Case Study: Malignant Hyperthermia
Contributed by Susan Torchen, CRNA
A 15-month-old, 22-kg male is scheduled for strabismus surgery. His medical history is unremarkable except for idiopathic childhood exotropia. He has no surgical or anesthesia history. Family anesthetic history includes maternal uncle that died during surgery with general anesthesia as a child; mother has only vague knowledge of exact cause of death. Mother has received only sedation and regional for small procedures. Father has no known surgical or anesthesia related complications.
Are there any additional questions you would want to ask the family prior to the start of this case?
With a questionable familial anesthetic complication all efforts should be made to find out as much information surrounding the questionable event. Malignant hyperthermia (MH) is an autosomal dominant heterogeneous disease that varies from family to family. Twenty-one percent of patients who carry the MH gene will have at least one uneventful exposure to general anesthesia prior to having a MH reaction. Since this patient has a questionable maternal link to MH it is important to use MH precautions until the child is proven not to be susceptible to MH (this can only be done by a negative contracture test, and cannot be performed in this child until later in childhood). Certain common pediatric disorders should heighten suspicion to a possible MH reaction; these are the myopathies caused by mutations involving the ryanodine receptor and include central core myopathy, multiminicore myopathies, and several other extremely rare variants. The anesthetic plan for this patient should include MH precautions and the use of total intravenous anesthesia.
How can MH susceptibility be determined?
The caffeine-halothane contracture test (CHCT) remains the gold standard to diagnose MH; however, there are only five remaining testing centers in North America, and the patient has to have the procedure at the testing site. Genetic analysis of known ryanodine (RYR1) mutations is possible by sending blood or tissue samples to a certified lab, but the sensitivity of the test is not more than 50%. Therefore, the vast majority of patients suspected to have susceptibility to MH are treated as such throughout their lives.
What is the pathophysiology of MH?
A mutation in the ryanodine receptor gene (RYR1) causes susceptibility to MH in persons with the mutation that are exposed to triggering general anesthetics. However, the genotype-phenotype correlations are unknown; in other words, the specific mutation is not predictive of the clinical presentation. The mutated ryanodine receptor in the sarcoplasmic reticulum allows calcium to flow unregulated into the muscle cell, which leads to unabated muscle contracture, and the classic clinical signs of MH. The exact mechanism of action that causes this interaction in the presence of a triggering anesthetic is unknown.
How would you prepare your operating room for this patient?
Patients that are known to be susceptible to MH should not receive the triggering anesthetic agents, which include all the inhaled volatile gases and succinylcholine.
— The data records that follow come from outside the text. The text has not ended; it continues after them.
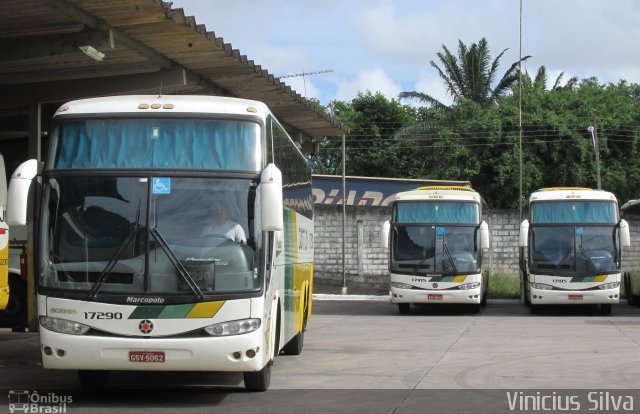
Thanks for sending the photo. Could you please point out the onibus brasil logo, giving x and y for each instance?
(25, 401)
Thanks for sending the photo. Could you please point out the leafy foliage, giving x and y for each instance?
(472, 140)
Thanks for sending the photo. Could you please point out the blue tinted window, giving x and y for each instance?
(158, 143)
(573, 212)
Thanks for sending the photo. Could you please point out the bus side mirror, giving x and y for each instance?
(271, 199)
(484, 236)
(384, 234)
(523, 238)
(18, 195)
(3, 185)
(625, 236)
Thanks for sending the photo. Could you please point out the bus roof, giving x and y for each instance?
(164, 104)
(432, 193)
(572, 193)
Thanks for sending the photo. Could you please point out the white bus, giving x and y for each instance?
(571, 247)
(135, 269)
(436, 238)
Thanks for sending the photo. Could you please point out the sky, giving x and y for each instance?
(386, 46)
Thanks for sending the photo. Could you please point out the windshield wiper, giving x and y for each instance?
(446, 250)
(584, 252)
(108, 269)
(184, 274)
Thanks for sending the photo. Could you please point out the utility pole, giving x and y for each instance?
(304, 75)
(593, 128)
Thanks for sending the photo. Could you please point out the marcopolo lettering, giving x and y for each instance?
(133, 299)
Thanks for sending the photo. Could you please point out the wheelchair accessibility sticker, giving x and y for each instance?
(161, 185)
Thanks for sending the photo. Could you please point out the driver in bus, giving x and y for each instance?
(223, 226)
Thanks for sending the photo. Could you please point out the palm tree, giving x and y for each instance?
(539, 83)
(470, 75)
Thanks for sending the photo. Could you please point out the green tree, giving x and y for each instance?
(470, 75)
(372, 120)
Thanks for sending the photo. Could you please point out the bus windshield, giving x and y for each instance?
(144, 234)
(145, 143)
(430, 249)
(436, 212)
(567, 249)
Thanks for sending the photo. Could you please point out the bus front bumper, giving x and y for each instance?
(83, 352)
(563, 297)
(470, 296)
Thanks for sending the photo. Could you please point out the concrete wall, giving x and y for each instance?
(366, 262)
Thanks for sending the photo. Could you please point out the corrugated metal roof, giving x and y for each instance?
(148, 48)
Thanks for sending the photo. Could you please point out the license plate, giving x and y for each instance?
(146, 356)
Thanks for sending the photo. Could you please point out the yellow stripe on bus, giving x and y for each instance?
(205, 309)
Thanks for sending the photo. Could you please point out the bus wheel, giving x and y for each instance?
(258, 381)
(15, 314)
(631, 298)
(606, 309)
(93, 380)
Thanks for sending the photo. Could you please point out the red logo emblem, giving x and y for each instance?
(145, 326)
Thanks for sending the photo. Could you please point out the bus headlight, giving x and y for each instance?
(400, 285)
(468, 286)
(63, 326)
(541, 286)
(233, 327)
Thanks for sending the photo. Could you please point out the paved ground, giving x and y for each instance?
(362, 355)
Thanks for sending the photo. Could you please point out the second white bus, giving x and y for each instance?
(436, 238)
(571, 248)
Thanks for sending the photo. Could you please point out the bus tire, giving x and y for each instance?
(631, 298)
(606, 308)
(14, 316)
(93, 380)
(294, 346)
(258, 381)
(404, 308)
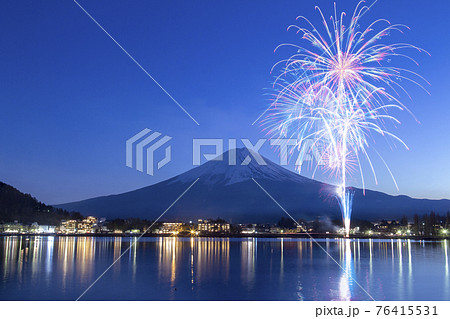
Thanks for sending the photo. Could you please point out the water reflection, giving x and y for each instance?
(222, 268)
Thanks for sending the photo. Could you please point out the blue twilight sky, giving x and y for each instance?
(69, 97)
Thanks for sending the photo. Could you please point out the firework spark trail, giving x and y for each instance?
(339, 91)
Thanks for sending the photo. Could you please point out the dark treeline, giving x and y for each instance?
(428, 224)
(15, 205)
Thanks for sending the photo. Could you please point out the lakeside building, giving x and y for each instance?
(34, 228)
(68, 226)
(87, 225)
(14, 228)
(213, 226)
(169, 228)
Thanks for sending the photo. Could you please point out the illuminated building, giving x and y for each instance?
(170, 228)
(68, 226)
(87, 225)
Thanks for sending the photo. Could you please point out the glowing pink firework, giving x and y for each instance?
(333, 94)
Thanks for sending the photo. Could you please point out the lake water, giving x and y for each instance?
(170, 268)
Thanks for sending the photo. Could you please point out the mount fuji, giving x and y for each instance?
(230, 192)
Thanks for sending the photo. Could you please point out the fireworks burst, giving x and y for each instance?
(338, 92)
The procedure for preparing the anesthesia machine can be found on the MHAUS website.
Following emergence and extubation of your patient, you note that he has limited chest rise and poor gas exchange, despite the adequate placement of an oral airway. You are unable to effectively ventilate the patient, there is no etCO2, and his oxygen saturation declines rapidly.
How do you manage severe laryngospasm in an MH susceptible patient?
Since succinylcholine needs to be avoided in this patient, we would immediately administer IV rocuronium (1.5 mg/kg) and propofol (2 mg/kg). If this patient did not have IV access, rocuronium (2 mg/kg) should be administered intramuscularly, but if the airway obstruction is so severe that the patient is developing life-threatening bradycardia, then we recommend administration of IM succinylcholine (4 mg/kg) and atropine (0.02 mg/kg).